21
« on: December 19, 2008, 09:05:24 pm »
I went out Christmas shopping today for my son, and found a toy that in all honesty, was iconic of my childhood and I suspect a great many others. At first I was overjoyed, and who wouldn't be at finding something of such immense sentimental value? It wasn't until several hours later, sitting alone as my wife coaxed my son into going to sleep, that I came to realize why I came to value this toy so very, very much.
the world I grew up in was one of transformers and go-bots, a world where the heroes won at the end of the day so that children like myself could sleep feeling safe that night. It was a world where even the villains who seemed so terrible at the time had limits beyond which they would not tread. In short, it was a world of imagination, warmth, and endless possibility. Everything a child could ask for.
However, as I looked around with my instinctive need to compare and contrast everything... I find it to be a vastly different world from the one which I now inhabit. Mine is now a bitter place, cold, unappreciative of creative thought, and where the monsters have no limit to how far they will go to obtain what they desire. I find it heartbreaking to consider what I and so many others have given up without thought in our pursuit of... what? I look around and for my life I cannot see what it is we have been racing toward, what I see others running for still. Maybe we didn't understand the value of what we were discarding... looking back now I can say I certainly did not. But how could we when we had not yet been introduced to this world where violence is pervasive and death common place?
I find in my son an opportunity that I have desired for years, and never dared speak of. I have an opportunity to go back. And even faced with the opportunity, I find myself frightened by it. I have no wish to bring my cold world of misery to him any sooner than I must.
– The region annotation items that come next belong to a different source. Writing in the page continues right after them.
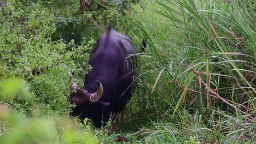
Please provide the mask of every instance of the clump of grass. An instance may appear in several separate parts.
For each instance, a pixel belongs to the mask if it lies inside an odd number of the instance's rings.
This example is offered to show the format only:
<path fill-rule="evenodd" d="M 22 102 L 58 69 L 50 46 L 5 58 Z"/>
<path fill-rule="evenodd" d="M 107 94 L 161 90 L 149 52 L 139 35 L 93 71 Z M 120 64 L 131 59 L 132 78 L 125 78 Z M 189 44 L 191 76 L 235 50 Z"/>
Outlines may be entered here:
<path fill-rule="evenodd" d="M 149 143 L 254 141 L 253 2 L 142 3 L 147 7 L 136 7 L 133 19 L 120 16 L 147 43 L 130 107 L 137 117 L 129 127 L 137 122 L 150 129 L 143 139 Z M 154 26 L 144 22 L 148 17 Z"/>

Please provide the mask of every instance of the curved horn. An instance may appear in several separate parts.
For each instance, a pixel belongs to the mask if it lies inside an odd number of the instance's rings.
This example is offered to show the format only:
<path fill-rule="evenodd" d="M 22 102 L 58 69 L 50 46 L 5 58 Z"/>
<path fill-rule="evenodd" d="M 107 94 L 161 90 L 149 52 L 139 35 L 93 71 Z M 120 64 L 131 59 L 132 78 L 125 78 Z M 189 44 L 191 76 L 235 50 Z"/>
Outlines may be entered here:
<path fill-rule="evenodd" d="M 101 83 L 100 81 L 97 81 L 99 85 L 98 90 L 97 91 L 97 92 L 92 94 L 90 96 L 90 101 L 91 103 L 97 102 L 101 98 L 101 96 L 102 96 L 102 94 L 103 94 L 103 88 L 102 85 L 101 85 Z"/>

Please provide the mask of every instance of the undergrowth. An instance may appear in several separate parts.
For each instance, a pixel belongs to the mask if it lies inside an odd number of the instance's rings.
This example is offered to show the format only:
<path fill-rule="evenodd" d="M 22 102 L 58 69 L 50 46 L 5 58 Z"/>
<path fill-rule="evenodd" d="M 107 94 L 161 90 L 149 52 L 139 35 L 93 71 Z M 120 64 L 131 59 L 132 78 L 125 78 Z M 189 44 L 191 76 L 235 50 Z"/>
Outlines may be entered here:
<path fill-rule="evenodd" d="M 84 12 L 78 1 L 30 2 L 0 3 L 1 142 L 256 142 L 253 1 L 122 1 Z M 91 38 L 109 25 L 138 50 L 147 43 L 127 121 L 110 135 L 68 118 L 67 100 L 71 76 L 82 85 L 90 68 Z"/>

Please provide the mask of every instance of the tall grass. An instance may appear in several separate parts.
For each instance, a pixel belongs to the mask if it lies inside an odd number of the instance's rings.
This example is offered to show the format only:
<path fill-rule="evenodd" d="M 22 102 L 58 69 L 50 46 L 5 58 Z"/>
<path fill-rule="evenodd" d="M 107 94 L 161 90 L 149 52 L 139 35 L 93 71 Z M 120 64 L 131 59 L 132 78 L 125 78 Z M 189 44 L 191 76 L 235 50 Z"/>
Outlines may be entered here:
<path fill-rule="evenodd" d="M 120 16 L 148 44 L 131 106 L 132 115 L 142 116 L 144 140 L 255 142 L 254 2 L 141 3 L 136 18 Z"/>

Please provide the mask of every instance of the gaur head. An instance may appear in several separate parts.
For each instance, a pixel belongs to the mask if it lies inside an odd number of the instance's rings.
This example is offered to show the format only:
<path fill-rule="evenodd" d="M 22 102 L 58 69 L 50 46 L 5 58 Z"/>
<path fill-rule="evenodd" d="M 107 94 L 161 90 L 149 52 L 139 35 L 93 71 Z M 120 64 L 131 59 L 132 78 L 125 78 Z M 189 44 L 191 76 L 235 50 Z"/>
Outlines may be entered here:
<path fill-rule="evenodd" d="M 83 88 L 78 87 L 75 83 L 73 83 L 70 87 L 71 90 L 74 90 L 69 97 L 71 104 L 80 105 L 85 104 L 94 103 L 97 102 L 102 96 L 103 88 L 101 83 L 97 81 L 98 88 L 94 93 L 89 93 Z"/>

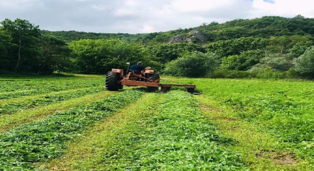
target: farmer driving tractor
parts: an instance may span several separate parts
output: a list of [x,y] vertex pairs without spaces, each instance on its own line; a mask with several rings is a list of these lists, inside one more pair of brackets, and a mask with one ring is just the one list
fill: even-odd
[[143,65],[143,63],[139,62],[137,63],[137,64],[131,66],[131,71],[135,73],[135,74],[140,74],[142,70],[149,69],[150,68],[150,67],[146,67],[144,66]]

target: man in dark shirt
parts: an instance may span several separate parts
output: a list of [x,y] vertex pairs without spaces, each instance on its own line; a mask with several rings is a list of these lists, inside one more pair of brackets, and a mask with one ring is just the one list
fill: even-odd
[[137,64],[131,66],[131,71],[134,71],[140,73],[141,71],[143,70],[148,69],[149,67],[146,67],[143,66],[143,63],[139,62]]

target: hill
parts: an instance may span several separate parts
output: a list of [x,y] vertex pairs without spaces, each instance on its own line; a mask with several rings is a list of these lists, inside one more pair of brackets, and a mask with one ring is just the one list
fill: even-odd
[[[209,23],[204,23],[193,28],[136,34],[86,33],[75,31],[43,30],[42,32],[44,34],[58,36],[67,42],[86,39],[117,39],[128,43],[152,44],[168,43],[174,37],[180,35],[183,35],[185,38],[190,38],[193,36],[191,31],[195,30],[201,31],[204,35],[204,39],[200,40],[197,38],[192,38],[191,39],[192,42],[202,44],[248,37],[269,38],[272,36],[284,35],[312,36],[314,35],[314,19],[306,18],[300,15],[292,18],[265,16],[254,19],[236,19],[223,23],[213,21]],[[189,43],[190,42],[190,40],[181,42]],[[178,42],[175,41],[173,43]]]

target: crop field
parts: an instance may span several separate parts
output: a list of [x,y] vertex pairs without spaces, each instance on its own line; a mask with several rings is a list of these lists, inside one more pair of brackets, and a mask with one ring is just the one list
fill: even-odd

I know he'll seek it out on his own in due time, as I did. Just as I know he'll not truly understand what it is he sacrifices, as I did not. But if I try to go to that perfect world with my son, it's inevitable that the world I live in will follow. So I don't dare go back, honestly, and that is perhaps the saddest thought of all.
I just don't understand... how we gave it all away so easily, so foolishly... and we never even thought to ask for anything in return.